Of course there is no “requirement” in place; they had only recently become aware of the technology. Our conversations were about whether and how it might be applicable. In other words, one can’t have a requirement for something one doesn’t even know about.
And let’s not even get started on why an attorney even stepped in. One would think the relevant program office could decide when and if their time was being wasted.
As I’ve relayed this story to friends and colleagues in both government and industry, it became clear that it is far from uncommon.
More than 20 years after the passage of acquisition reforms that, among other things, were designed to improve the government’s access to and communications with the private sector, and a half dozen years since the Office of Management and Budget issued its “Mythbusters” memo that was designed to make clear the importance of open communications, the problem remains all too present.

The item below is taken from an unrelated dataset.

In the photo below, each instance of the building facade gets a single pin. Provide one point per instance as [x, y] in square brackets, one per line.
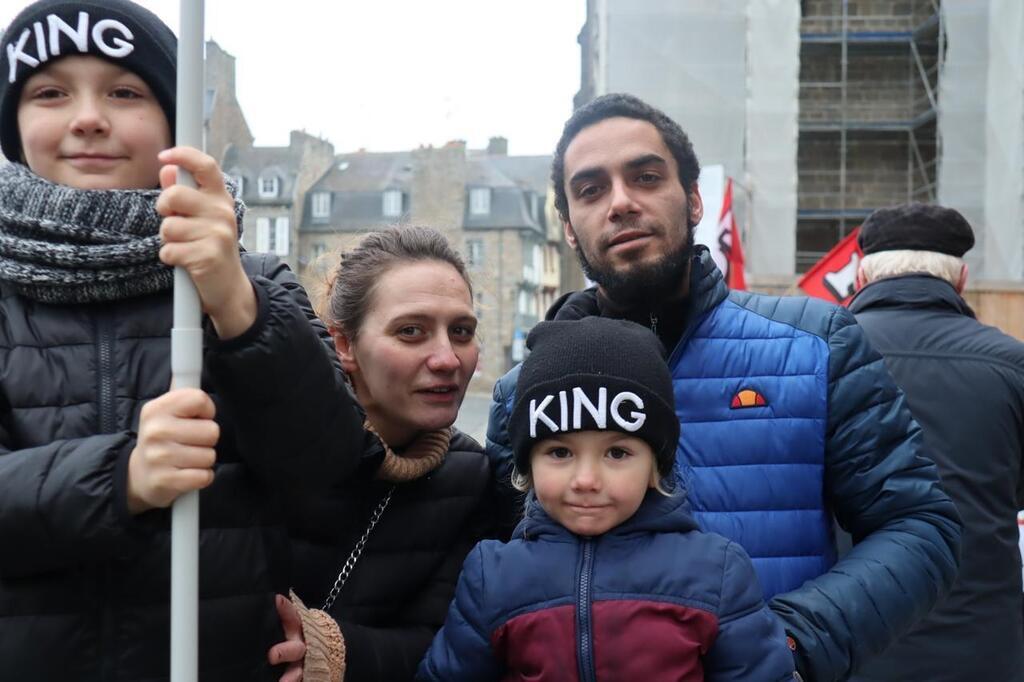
[825, 110]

That is not to say there are no good examples of agencies and components swimming against the tide. There most certainly are. The Special Operations Command has created SofWerx, which invites companies of all sizes to demonstrate their capabilities and explore with the command possible applications. SOCOM acquisition executive Jim Geurts says his hope is that SofWerx will become a kind of “mosh pit” of ideas.
And then there is the Defense Innovation Unit Experimental, innovation labs in a range of agencies including Homeland Security, HHS and USAID. Beyond that, there have been more than 500 procurement contests and challenges, which by design invite any interested party to propose a solution to an identified problem.
For each of these activities, communications and collaboration are a core operating principle. But the reach of each also remains quite limited and each operates, to one extent or another, outside of the traditional acquisition process.
As the Trump Administration launches its new Office of American Innovation, focused on bringing smart business acumen to government, these examples also provide something of a framework from which to start.
First, whether acquisition is high on their target list or not today, it needs to be. After all, it is a critical engine upon which the government runs. And yes, there are a number of regulatory barriers that need to be eliminated to make that process work as it should.
But the principal, and ultimately most impactful, evolution that needs to take place has little to do with law and everything to do with culture and people.
In the main, as the generally poor quality of cross-sector communications and collaboration suggests, the workforce entering government today is being trained and developed in much the same way as multiple generations before them.
That is not true in the business world.
Changing that paradigm in government requires that the workforce be given the tools, the training and the support to both understand and incorporate smart business concepts in the execution of their work. It requires that the workforce understand, far more than most do now, how businesses identify, manage and mitigate risk.
And it requires that they recognize that communications can be both appropriately limited and significantly more open than they might think.
Simply put, while the government is not a business, there are a wide array of best business practices from which the government would greatly benefit. And none is more important than the degree to which successful businesses have adapted and changed their approach to people and collaboration.
Every day I see examples where clients are engaged with their commercial customers at levels and depths that are exceptionally rare in the government arena.
As some have suggested, most of the business world has moved from the information age to the collaboration age. It’s past time for the government to embrace that shift as well. Finding new ways to make that happen would be a terrific first step to really changing and moving the government forward.